A skin (cutaneous) biopsy removes cells from the surface of your body. A skin biopsy is used most often to diagnose skin conditions, including melanoma and other cancers. What type of skin biopsy you undergo will depend on the type of cancer suspected and the extent of the suspicious cells. Skin biopsy procedures include:
- Shave biopsy. During a shave biopsy, the doctor uses a tool similar to a razor to scrape the surface of your skin.
- Punch biopsy. During a punch biopsy, the doctor uses a circular tool to remove a small section of your skin's deeper layers.
- Incisional biopsy. During an incisional biopsy, the doctor uses a scalpel to remove a small area of skin. Whether you receive stitches to close the biopsy site depends on the amount of skin removed.
- Excisional biopsy. During an excisional biopsy, the doctor removes an entire lump or an entire area of abnormal skin. You'll likely receive stitches to close the biopsy site.
You receive a local anesthetic to numb the biopsy site before the procedure.
If the cells in question can't be accessed with other biopsy procedures or if other biopsy results have been inconclusive, your doctor may recommend a surgical biopsy.
During a surgical biopsy, a surgeon makes an incision in your skin to access the suspicious area of cells. Examples of surgical biopsy procedures include surgery to remove a breast lump for a possible breast cancer diagnosis and surgery to remove a lymph node for a possible lymphoma diagnosis.
Surgical biopsy procedures can be used to remove part of an abnormal area of cells (incisional biopsy). Or surgical biopsy may be used to remove an entire area of abnormal cells (excisional biopsy).
You may receive local anesthetics to numb the area of the biopsy. Some surgical biopsy procedures require general anesthetics to make you unconscious during the procedure. You may also be required to stay in the hospital for observation after the procedure.
Biopsy analysis and results
After your doctor obtains a tissue sample, it's sent to a laboratory for analysis. The sample may be chemically treated or frozen and sliced into very thin sections. The sections are placed on glass slides, stained to enhance contrast and studied under a microscope.
The results help your doctor determine whether the cells are cancerous. If the cells are cancerous, the biopsy results can tell your doctor where the cancer originated — the type of cancer.
A biopsy also helps your doctor determine how aggressive your cancer is — the cancer's grade. The grade is sometimes expressed as a number on a scale of 1 to 4 and is determined by how cancer cells look under the microscope.

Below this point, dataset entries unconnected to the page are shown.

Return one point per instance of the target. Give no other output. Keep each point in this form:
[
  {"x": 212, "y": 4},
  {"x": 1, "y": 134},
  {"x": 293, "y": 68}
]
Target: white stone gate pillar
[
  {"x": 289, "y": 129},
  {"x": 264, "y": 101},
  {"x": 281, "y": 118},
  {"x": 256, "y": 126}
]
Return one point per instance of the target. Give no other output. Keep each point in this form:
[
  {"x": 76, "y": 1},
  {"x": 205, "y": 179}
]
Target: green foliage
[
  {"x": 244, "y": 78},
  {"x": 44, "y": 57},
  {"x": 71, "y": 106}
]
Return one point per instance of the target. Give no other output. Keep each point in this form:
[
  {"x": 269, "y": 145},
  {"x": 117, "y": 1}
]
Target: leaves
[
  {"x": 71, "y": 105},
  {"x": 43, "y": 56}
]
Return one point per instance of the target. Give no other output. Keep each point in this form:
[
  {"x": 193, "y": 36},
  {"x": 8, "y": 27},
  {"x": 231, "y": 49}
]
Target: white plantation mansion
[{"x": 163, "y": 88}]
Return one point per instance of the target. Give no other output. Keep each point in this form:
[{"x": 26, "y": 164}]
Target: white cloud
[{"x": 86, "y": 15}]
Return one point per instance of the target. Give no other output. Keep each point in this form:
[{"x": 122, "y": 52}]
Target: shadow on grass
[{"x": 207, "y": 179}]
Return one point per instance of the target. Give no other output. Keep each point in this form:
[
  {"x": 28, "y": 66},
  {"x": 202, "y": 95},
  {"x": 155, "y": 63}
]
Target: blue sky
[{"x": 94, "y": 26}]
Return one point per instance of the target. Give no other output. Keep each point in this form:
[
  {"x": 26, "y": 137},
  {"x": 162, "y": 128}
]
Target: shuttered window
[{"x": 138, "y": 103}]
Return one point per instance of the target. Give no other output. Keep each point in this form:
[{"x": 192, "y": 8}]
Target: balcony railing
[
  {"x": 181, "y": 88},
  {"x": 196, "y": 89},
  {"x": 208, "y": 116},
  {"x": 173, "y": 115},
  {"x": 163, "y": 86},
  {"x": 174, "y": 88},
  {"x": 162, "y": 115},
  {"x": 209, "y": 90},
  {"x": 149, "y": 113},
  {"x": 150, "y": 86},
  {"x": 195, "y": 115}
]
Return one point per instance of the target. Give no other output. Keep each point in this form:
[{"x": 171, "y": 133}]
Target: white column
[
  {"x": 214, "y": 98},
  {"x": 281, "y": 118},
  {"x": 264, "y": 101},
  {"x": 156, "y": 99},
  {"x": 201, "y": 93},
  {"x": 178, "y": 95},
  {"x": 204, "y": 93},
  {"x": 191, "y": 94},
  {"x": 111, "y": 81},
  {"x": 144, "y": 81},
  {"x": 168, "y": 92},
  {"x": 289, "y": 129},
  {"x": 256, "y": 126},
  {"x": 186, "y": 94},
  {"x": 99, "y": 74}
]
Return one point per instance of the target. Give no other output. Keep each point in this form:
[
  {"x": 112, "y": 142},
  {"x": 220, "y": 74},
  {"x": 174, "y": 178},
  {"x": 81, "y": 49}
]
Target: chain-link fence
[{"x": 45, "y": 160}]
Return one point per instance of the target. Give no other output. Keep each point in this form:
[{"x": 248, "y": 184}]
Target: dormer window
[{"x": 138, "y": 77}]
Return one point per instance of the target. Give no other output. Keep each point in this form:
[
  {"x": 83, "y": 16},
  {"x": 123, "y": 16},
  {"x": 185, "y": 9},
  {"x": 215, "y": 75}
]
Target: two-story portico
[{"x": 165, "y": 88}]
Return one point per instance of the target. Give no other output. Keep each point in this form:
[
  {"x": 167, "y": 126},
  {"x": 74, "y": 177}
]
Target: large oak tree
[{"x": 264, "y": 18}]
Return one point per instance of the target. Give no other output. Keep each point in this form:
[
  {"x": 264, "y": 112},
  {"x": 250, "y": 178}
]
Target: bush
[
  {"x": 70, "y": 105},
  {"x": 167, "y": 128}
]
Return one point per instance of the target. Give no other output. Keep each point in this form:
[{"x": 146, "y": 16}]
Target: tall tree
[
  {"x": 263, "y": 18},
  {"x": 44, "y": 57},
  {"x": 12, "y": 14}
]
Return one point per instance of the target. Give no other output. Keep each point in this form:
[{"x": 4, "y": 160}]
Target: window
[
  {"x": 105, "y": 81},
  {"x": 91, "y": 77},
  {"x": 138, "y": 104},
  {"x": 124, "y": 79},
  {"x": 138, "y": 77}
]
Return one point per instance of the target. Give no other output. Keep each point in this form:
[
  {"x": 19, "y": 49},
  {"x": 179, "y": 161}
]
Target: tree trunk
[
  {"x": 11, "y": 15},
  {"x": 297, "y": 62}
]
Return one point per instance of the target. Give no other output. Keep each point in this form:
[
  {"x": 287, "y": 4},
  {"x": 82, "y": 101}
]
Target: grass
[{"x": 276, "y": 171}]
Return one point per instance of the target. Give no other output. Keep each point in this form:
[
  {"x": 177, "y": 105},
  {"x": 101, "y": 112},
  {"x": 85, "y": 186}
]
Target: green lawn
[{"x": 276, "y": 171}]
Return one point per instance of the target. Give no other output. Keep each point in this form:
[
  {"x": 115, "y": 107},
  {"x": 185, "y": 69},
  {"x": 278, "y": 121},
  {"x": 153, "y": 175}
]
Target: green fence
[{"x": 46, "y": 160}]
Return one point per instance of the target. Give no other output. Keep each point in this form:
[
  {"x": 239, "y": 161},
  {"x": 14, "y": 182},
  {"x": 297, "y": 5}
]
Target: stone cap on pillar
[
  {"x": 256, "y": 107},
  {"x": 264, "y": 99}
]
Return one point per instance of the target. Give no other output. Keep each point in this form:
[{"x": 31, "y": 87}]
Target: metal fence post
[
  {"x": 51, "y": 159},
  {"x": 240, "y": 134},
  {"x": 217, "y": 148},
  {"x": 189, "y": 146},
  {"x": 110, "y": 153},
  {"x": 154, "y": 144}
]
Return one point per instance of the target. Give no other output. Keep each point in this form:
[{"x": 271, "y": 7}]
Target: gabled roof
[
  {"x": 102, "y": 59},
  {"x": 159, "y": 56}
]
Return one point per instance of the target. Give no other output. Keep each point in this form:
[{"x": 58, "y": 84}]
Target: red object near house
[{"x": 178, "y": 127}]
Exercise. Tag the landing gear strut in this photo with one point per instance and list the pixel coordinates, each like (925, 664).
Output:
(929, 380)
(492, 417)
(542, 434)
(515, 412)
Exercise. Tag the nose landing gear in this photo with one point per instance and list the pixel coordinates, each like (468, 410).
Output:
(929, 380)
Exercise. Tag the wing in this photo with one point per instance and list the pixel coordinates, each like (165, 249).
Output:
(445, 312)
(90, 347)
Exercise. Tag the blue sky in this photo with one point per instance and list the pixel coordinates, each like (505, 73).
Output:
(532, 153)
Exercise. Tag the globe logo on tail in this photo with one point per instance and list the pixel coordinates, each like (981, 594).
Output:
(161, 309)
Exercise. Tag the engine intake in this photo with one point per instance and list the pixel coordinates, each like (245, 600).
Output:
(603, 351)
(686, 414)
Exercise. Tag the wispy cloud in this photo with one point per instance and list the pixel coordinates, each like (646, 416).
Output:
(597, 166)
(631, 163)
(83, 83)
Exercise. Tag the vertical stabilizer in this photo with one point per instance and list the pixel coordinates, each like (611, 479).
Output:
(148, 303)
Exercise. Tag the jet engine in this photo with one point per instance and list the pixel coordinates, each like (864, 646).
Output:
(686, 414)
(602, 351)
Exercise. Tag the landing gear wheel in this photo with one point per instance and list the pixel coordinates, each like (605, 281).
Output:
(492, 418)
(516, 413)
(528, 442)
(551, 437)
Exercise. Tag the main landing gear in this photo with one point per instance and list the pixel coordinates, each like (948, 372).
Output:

Low-grade (grade 1) cancers are generally the least aggressive and high-grade (grade 4) cancers are generally the most aggressive. This information may help guide treatment options. Other special tests on the cancer cells also can help to guide treatment choices.
In certain cases, such as during surgery, a pathologist examines the sample of cells immediately and results are available to your surgeon within minutes. But in most cases, the results of your biopsy are available in a few days. Some samples may need more time to be analyzed. Ask your doctor how long to expect to wait for your biopsy results.
Dec. 17, 2016
See more In-depth
- Biopsy — What to expect. Cancer.Net. http://www.cancer.net/navigating-cancer-care/diagnosing-cancer/tests-and-procedures/biopsy. Accessed Oct. 20, 2016.
- Biopsy. National Health Service. http://www.nhs.uk/conditions/Biopsy/Pages/Introduction.aspx. Accessed Oct. 20, 2016.
- Types of endoscopy. Cancer.Net. http://www.cancer.net/navigating-cancer-care/diagnosing-cancer/tests-and-procedures/types-endoscopy. Accessed Oct. 20, 2016.
- Biopsy. National Breast Cancer Foundation. http://www.nationalbreastcancer.org/breast-cancer-biopsy. Accessed Oct. 20, 2016.
- What you need to know about melanoma and other skin cancers. National Cancer Institute. https://www.cancer.gov/publications/patient-education/. Accessed Oct. 20, 2016.
- Pathology reports. National Cancer Institute. https://www.cancer.gov/about-cancer/diagnosis-staging/diagnosis/pathology-reports-fact-sheet. Accessed Oct. 20, 2016.
- Tumor grade: Questions and answers. National Cancer Institute. https://www.cancer.gov/about-cancer/diagnosis-staging/prognosis/tumor-grade-fact-sheet. Accessed Oct. 20, 2016.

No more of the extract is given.